Recently, though, adding insult to injury, the Archive has been subjected to one cyber-attack after another.The first major incident occurred Oct. 9-10 and involved two simultaneous attacks: First, hackers exploited a GitLab token, compromising the Archive’s source code and stealing user data from 31 million accounts. Concurrently, a pro-Palestinian group called SN BlackMeta launched a Distributed Denial of Service (DDoS) attack, temporarily knocking the site — and the Wayback Machine — offline.
Blackmeta said it hit the site because it belongs to the United States, which supports Israel in the ongoing Palestine-Israel conflict. Uhm, no, no it doesn’t. The only cause the Internet Archive espouses is freedom of information, and it has no connection with the US government.
Maybe it should.
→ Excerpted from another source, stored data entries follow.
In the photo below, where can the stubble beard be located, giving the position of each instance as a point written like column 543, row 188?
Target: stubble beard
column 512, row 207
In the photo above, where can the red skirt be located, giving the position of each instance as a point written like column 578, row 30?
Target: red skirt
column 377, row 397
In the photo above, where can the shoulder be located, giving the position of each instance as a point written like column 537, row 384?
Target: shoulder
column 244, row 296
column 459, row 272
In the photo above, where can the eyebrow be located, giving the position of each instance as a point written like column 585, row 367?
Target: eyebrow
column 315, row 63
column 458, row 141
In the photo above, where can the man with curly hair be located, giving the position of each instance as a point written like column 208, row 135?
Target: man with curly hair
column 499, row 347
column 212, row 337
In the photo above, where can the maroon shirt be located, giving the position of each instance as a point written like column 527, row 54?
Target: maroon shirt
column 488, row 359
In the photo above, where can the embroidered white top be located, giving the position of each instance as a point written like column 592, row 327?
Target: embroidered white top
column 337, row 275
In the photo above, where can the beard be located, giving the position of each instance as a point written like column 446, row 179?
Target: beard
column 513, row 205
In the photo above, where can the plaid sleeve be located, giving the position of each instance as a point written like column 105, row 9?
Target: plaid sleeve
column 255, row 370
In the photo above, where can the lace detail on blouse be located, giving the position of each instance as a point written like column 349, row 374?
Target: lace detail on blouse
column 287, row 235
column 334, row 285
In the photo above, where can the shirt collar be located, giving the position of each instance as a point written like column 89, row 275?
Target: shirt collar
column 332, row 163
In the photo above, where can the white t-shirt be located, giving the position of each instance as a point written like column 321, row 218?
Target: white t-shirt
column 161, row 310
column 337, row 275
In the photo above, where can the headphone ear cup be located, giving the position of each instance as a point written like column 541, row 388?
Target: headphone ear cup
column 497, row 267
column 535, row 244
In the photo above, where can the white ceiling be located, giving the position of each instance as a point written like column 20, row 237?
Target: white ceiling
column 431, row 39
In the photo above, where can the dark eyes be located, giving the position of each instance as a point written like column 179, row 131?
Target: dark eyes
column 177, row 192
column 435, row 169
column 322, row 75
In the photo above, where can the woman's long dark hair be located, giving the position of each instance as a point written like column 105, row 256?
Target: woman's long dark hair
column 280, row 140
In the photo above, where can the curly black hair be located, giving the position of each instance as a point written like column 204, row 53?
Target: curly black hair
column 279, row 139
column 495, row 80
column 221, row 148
I could argue that the National Archives and Records Administration (NARA) should track the public web, but it doesn’t.
Then, on Oct. 20, the Internet Archive suffered yet another security breach: This time, hackers exploited unrotated Zendesk, the help desk support program’s application programming interface (API) tokens, to access the Archive’s support platform.
The results have been one mess after another. Many of the Archive’s services, including the Wayback Machine, have gone dark. In addition, people are worried that some of the data stored by the Archive has been deleted or compromised.
Operators managed to get the site back up, and a few days ago, Kahle told CBC Radio, “It’s just so sad. It’s great to be back up, and we have millions of people now accessing the site again.”
That didn’t last. Since then, it’s been hammered yet again!
Enough already — crashing the Internet Archive won’t make a lick of difference to the world’s geopolitical problems. No one will get rich from ripping off the Internet Archive users. There is no point in messing with the Archive. None!
The Archive is a useful library. That’s it. That’s all. And that’s enough.
In particular, the Archive keeps the only real records of what’s been on the Web. As we put more of our records and news on the Web and nowhere else, that’s vitally important for historians and other people who appreciate knowing who said what to whom and when.
The Archive needs to be preserved, not vandalized. I’m reminded of the dim-minded protestors whose big idea was to throw pumpkin soup on the Mona Lisa. Quick! What were they protesting?
You don’t know, do you?
It was about the right to healthy, sustainable food.
That attack made no difference whatsoever.
Vandalism, whether on a politically neutral, useful website or on world-famous art, is not helpful; it’s only harmful. And, in the Internet Archive’s case, it’s also pointless.